When researchers compared the connectivity patterns with molecular data, they found a remarkably consistent picture. Brain regions associated with the hypoconnected subtype were enriched for genes involved in synaptic function, while hyperconnected regions showed enrichment for immune-related genes.

Importantly, these findings were replicated across independent datasets and multiple imaging sites. According to the authors, this consistency reduces the likelihood that the results were caused by scanner differences, participant movement during scanning or other technical factors that commonly affect neuroimaging studies.

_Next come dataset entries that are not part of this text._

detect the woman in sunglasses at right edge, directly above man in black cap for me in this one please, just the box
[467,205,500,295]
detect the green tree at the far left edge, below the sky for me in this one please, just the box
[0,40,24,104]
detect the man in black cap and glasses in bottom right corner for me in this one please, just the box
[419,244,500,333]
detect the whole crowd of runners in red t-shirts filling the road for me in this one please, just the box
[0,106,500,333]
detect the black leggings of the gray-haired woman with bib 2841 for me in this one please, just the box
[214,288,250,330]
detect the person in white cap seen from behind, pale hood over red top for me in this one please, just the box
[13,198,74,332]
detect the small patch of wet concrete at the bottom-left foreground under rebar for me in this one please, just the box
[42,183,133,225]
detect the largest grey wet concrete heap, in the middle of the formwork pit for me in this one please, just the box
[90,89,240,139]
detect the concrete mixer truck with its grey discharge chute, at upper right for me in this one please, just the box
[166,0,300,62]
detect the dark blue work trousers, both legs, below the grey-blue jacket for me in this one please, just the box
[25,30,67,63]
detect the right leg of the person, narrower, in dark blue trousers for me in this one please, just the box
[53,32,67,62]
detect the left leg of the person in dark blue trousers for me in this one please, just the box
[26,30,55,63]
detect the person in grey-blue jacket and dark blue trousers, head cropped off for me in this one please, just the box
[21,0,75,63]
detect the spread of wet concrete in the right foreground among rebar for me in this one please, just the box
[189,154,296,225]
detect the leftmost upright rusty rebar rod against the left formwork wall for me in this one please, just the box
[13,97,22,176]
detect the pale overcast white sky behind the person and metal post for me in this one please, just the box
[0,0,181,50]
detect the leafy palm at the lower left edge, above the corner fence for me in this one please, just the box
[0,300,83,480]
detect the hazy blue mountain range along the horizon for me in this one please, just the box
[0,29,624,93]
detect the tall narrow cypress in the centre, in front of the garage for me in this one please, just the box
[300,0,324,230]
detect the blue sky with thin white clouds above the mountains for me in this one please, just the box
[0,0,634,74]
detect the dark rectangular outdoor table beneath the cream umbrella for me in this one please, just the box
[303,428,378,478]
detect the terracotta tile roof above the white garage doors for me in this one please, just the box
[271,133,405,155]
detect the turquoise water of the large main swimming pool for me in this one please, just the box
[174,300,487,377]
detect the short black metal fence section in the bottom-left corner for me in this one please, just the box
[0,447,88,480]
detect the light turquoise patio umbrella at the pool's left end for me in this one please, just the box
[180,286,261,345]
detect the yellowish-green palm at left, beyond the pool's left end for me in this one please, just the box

Potential Implications for Precision Medicine

The researchers caution that the findings do not yet translate into immediate clinical tools or treatments. Autism diagnosis continues to rely on behavioral assessments and developmental history, and the newly identified subtypes explain only part of autism's biological diversity. Many autistic individuals in the study did not fit clearly into either category.

Nevertheless, the work represents an important step toward precision medicine in neurodevelopmental disorders. Identifying subgroups linked to synaptic mechanisms versus immune-related pathways could help guide future drug development, improve patient selection in clinical trials and support more individualized treatment strategies.

The authors also note that larger and more diverse datasets, combined with higher-resolution genetic information, may reveal additional biological subtypes in the future. Further studies will investigate how these connectivity patterns change throughout development, respond to treatment and relate to co-occurring conditions such as anxiety, ADHD and epilepsy.

A Growing International Effort

The project was supported by the Simons Foundation Autism Research Initiative, the European Research Council, the Brain and Behavior Foundation, Fondazione Telethon and the U.S. National Institute of Mental Health.

Researchers say the study highlights the value of combining brain imaging, genetics and animal research to better understand the biological foundations of autism. As these approaches continue to evolve, they may help explain why autistic individuals can differ so substantially in their symptoms, strengths and support needs.